The clinical presentation of aboulia as a communication disorder is under reported and often ignored by clinicians skilled in diagnosing and rehabilitating linguistic, cognitive and communication disorders. Cerebral dysfunction such as delirium, language disorder such as Aphasia, mood disorder such as depression may co-exist in several conditions. Aphasias in subcortical strokes are presumably less. Since aboulia is commonly seen in subcortical involvement, clinicians should look for distinguishing aboulia from other disorders especially Aphasia. Primary care providers (PCPs) such as neurologists may be focused on motor recovery, which could be hindered due to an underlying unattended cause such as Aboulia presenting as a barrier to recovery in a patient, otherwise misdiagnosed as post stroke depression (25%-50%).[1] Dysfunction in a region out of the area of a lesion can occur in regions that are connected functionally (Diaschisis).
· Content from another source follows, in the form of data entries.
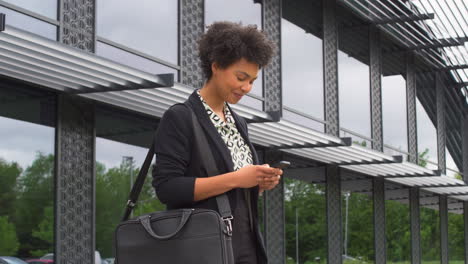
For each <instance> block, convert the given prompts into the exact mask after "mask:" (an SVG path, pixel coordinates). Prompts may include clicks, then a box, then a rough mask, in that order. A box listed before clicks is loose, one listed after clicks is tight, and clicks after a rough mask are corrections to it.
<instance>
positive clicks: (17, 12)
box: [0, 6, 57, 40]
mask: <svg viewBox="0 0 468 264" xmlns="http://www.w3.org/2000/svg"><path fill="white" fill-rule="evenodd" d="M0 13H4V14H5V15H6V18H5V22H6V24H7V25H10V26H14V27H16V28H19V29H22V30H25V31H29V32H32V33H34V34H38V35H40V36H43V37H46V38H49V39H52V40H57V27H56V26H54V25H52V24H49V23H46V22H43V21H40V20H38V19H35V18H33V17H30V16H27V15H23V14H20V13H18V12H16V11H13V10H10V9H8V8H4V7H1V6H0Z"/></svg>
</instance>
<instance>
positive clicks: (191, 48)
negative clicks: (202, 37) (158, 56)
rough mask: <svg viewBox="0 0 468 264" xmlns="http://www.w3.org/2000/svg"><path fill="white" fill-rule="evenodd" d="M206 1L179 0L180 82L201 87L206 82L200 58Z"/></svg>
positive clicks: (179, 51) (196, 86) (203, 30)
mask: <svg viewBox="0 0 468 264" xmlns="http://www.w3.org/2000/svg"><path fill="white" fill-rule="evenodd" d="M204 3H205V1H204V0H179V65H180V67H181V70H180V82H181V83H183V84H185V85H188V86H191V87H194V88H201V87H202V86H203V83H204V77H203V73H202V69H201V67H200V64H199V59H198V40H199V39H200V37H201V36H202V34H203V33H204V27H205V21H204V16H205V4H204Z"/></svg>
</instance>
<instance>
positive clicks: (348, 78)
mask: <svg viewBox="0 0 468 264" xmlns="http://www.w3.org/2000/svg"><path fill="white" fill-rule="evenodd" d="M338 69H339V73H338V87H339V101H340V102H339V104H340V106H339V111H340V127H343V128H346V129H349V130H351V131H353V132H357V133H359V134H361V135H363V136H366V137H370V89H369V87H370V86H369V66H368V65H367V64H364V63H363V62H360V61H358V60H357V59H355V58H353V57H350V56H348V55H347V54H345V53H344V52H341V51H338Z"/></svg>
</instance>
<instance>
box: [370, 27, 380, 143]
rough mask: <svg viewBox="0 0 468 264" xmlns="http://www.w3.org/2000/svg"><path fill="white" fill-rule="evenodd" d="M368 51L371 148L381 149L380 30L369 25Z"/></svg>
mask: <svg viewBox="0 0 468 264" xmlns="http://www.w3.org/2000/svg"><path fill="white" fill-rule="evenodd" d="M369 39H370V40H369V41H370V43H369V48H370V50H369V52H370V95H371V109H372V111H371V131H372V139H374V141H373V142H372V148H373V149H375V150H378V151H383V132H382V51H381V43H380V31H379V30H378V29H377V28H376V27H374V26H371V27H370V29H369Z"/></svg>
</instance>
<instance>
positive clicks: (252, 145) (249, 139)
mask: <svg viewBox="0 0 468 264" xmlns="http://www.w3.org/2000/svg"><path fill="white" fill-rule="evenodd" d="M228 107H229V110H230V111H231V114H232V117H233V118H234V121H236V127H237V130H239V132H240V134H241V136H242V137H243V138H244V141H245V143H247V145H248V146H249V148H250V151H251V152H252V158H253V164H254V165H258V163H259V162H258V156H257V152H256V151H255V149H254V147H253V145H252V142H250V139H249V137H248V136H247V128H246V127H244V126H242V125H241V121H240V117H239V116H238V115H237V114H236V113H234V111H232V108H231V106H229V104H228ZM246 125H247V124H246Z"/></svg>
A comprehensive Neurological, Neurocognitive and Language examination is of great clinical value in identifying, quantifying and treating Aboulia. A more commonly seen Parkinson's disease can cause aboulia.[3],[7] Due to poor initiation and varied presentation, people with aboulia may even suffer from malnutrition and dehydration.[2],[7] This state of diminished motivation can be partially or completely reversed with appropriate medical management and rehabilitation. Dopamine agonists have been stated effective in Aboulia.[8],[9]

Direct or indirect damage to the circuit that controls voluntary behaviours can present in the form of a communication disorder which is non-classical of aphasia, dysarthria or cognitive-communication disorder. Also, the disparity in the severity of a disorder and their speed of motor, language recovery may be additionally dependent on this factor. PCPs should involve Rehabilitation specialists such as SLPs playing a critical role in the evaluation and management of such complex patients and in turn help improve their quality of life. Since the management is complex and long term, involvement of multidisciplinary team of experts helped GR gradually progress to an mRS score of 1 with appropriate medical management and cognitive rehabilitation.

Declaration of patient consent

The authors certify that they have obtained all appropriate patient consent forms. In the form the patient(s) has/have given his/her/their consent for his/her/their images and other clinical information to be reported in the journal. The patients understand that their names and initials will not be published and due efforts will be made to conceal their identity, but anonymity cannot be guaranteed.